Context coupling requires partitioning what agents see before they are expected to disagree. The subgroups topology result functions as a proof of concept: agents that cannot read each other’s outputs during an early exploration phase produce more durable positions that survive into a later merging step. (https://arxiv.org/pdf/2604.18005.pdf) For frameworks that use shared state objects passed between agents at each turn, that shared state may function as a context coupling mechanism across agents that should be independently exploring before any convergence step.
The study’s scale — 1,000 proposals per configuration, replicated across five model families, with Vendi Score validated against BGE-large embeddings (https://arxiv.org/pdf/2604.18005.pdf) — makes the result harder to attribute to domain specificity or measurement noise. The practical reframe for pipeline designers: the question is not “how many agents, in what topology?” but “what do these agents share, and when?” Reducing shared structure at the model and prompt layer before addressing graph topology is the intervention the evidence supports.

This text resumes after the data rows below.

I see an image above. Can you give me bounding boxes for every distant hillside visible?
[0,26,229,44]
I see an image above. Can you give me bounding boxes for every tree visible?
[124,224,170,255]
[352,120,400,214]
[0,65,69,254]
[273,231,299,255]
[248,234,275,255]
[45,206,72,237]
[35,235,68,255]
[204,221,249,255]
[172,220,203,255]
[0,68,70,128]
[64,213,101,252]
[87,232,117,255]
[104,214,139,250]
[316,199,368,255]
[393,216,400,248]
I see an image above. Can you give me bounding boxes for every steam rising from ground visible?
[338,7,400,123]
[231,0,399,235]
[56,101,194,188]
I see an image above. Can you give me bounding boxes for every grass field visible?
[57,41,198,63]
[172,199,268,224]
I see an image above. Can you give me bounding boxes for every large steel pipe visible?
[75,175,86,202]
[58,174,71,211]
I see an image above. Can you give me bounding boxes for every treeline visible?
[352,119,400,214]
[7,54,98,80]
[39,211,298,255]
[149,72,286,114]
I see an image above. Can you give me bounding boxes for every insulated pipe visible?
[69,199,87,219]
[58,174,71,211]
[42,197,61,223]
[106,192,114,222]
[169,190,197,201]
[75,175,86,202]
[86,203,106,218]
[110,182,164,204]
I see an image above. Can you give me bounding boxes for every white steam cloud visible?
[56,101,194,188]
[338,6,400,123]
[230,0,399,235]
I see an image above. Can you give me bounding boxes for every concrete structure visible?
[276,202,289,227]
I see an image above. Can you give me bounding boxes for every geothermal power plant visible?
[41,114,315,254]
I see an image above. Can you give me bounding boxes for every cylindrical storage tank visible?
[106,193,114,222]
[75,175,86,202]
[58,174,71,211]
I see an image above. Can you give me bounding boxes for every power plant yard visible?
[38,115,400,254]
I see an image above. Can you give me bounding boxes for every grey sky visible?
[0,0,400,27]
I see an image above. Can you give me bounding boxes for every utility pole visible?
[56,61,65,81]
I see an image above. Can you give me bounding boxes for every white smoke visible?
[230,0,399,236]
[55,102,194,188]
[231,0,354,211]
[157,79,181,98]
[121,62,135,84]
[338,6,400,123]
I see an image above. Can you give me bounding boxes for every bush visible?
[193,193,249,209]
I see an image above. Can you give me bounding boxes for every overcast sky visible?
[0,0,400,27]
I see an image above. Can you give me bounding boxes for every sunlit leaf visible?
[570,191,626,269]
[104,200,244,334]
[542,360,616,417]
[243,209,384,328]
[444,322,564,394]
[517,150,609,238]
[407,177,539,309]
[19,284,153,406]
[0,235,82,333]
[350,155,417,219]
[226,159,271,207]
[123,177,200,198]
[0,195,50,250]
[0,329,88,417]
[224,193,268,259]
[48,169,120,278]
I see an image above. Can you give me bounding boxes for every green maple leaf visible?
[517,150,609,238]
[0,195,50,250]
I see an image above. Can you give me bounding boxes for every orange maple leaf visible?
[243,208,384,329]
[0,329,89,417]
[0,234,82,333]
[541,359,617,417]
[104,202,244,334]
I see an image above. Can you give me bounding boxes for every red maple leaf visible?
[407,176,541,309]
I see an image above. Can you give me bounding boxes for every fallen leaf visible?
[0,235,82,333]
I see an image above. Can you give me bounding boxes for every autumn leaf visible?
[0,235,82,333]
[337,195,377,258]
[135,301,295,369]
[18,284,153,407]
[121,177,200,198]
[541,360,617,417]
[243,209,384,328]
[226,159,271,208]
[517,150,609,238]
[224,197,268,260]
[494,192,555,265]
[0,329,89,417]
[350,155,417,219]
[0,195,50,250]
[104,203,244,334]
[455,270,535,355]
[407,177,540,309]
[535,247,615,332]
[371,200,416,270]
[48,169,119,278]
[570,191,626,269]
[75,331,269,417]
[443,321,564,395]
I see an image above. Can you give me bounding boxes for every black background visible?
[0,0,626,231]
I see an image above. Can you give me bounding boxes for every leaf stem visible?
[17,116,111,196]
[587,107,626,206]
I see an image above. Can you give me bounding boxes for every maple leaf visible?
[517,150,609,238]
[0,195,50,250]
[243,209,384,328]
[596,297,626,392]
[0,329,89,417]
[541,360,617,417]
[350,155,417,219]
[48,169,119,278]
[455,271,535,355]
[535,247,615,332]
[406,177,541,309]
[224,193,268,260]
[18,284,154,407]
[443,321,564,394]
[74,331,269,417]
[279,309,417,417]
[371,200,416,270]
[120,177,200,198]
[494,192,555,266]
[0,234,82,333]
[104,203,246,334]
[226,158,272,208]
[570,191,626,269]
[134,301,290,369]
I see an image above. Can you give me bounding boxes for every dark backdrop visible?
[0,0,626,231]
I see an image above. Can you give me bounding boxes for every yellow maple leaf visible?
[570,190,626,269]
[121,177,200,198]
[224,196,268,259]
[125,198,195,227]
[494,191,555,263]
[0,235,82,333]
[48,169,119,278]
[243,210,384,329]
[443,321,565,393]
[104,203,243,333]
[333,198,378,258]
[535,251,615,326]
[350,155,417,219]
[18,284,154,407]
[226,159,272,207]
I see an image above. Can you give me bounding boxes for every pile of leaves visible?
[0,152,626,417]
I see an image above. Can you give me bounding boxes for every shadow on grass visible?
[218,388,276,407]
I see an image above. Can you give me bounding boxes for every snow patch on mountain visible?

Frequently Asked Questions
Does this diversity collapse finding apply to all multi-agent tasks, or only open-ended idea generation?
The paper focuses on open-ended idea generation and brainstorming. The structural coupling mechanism would likely behave differently in tasks where convergence on a single correct answer is the intended outcome.
How is structural coupling different from simply using too many agents?
Structural coupling is caused by shared models, prompts, and context windows, not group size alone. The paper shows a 54% diversity efficiency loss from N=3 to N=7, meaning even small homogeneous groups exhibit coupling and larger groups only amplify it.
What specific changes should teams make to CrewAI or LangGraph pipelines to avoid diversity collapse?
Teams should use heterogeneous model backbones per agent, differentiate system prompts and authority framing beyond persona labels, and partition shared state so agents explore independently before any merging step.
Can changing the communication topology fix diversity collapse on its own?
No. Topology is a second-order lever: the subgroups configuration helps because it enforces temporary isolation during exploration, giving positions time to form before any cross-pollination occurs. Without addressing model and prompt coupling first, any topology choice — sparse or dense — converges on the same homogeneous attractor, just at different speeds.
Do more capable models reduce diversity collapse?
The paper finds the opposite. Alignment training compresses the output distribution of stronger models into a narrower band of plausible responses, and when multiple agents run the same aligned backbone, those compressed distributions reinforce each other. Using a mix of models from different providers is a more reliable lever than upgrading to a single more capable model.